In a case of first impression, Villasan v. O’Rourke, the Beaumont 9th Court of Appeals made an unfortunate interpretation of Texas’ horrible 2003 medical malpractice tort "reform" statute.
One portion of the 2003 law states that a plaintiff can’t sue both a doctor and the governmental agency that employs that doctor. Or more precisely, that the employee will be dismissed from the suit upon a motion filed by the governmental agency.
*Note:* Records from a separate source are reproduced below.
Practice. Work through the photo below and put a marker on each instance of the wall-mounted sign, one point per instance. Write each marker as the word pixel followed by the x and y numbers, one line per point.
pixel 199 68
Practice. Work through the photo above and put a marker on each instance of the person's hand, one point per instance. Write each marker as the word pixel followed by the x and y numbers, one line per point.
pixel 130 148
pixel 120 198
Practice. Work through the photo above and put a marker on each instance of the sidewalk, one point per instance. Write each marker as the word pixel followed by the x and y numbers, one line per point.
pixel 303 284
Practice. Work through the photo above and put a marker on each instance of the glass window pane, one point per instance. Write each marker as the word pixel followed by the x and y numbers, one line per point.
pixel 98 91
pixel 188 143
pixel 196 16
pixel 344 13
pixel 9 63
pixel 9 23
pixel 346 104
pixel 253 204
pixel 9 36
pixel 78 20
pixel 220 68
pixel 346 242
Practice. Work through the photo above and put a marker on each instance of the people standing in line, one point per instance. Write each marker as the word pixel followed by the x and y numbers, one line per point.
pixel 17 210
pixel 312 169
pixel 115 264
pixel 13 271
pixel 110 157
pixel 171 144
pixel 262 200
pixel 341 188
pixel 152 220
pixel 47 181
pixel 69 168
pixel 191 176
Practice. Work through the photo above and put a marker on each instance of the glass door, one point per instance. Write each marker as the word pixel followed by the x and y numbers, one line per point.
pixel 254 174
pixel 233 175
In this case, the plaintiff sued both the University of Texas Medical Branch in Galveston (UTMB) and a doctor employed by UTMB. UTMB filed a motion to dismiss the employee doctor, and in response the plaintiff filed an amended petition dismissing UTMB and naming only the doctor as a defendant. Then the doctor filed a motion to dismiss based on the fact the plaintiff had originally sued both the doctor and UTMB. The Court says the doctor can be dismissed — leaving NO defendants in the case!
In practical terms, this means a plaintiff must determine before filing suit whether the employee or the employer is more responsible, and must sue only that one defendant. Of course, making this determination before suit is filed is often impossible.
This is the new reality of medical malpractice law in Texas — government doctors are basically immune from lawsuits. Welcome to Tort Reform, Texas Style.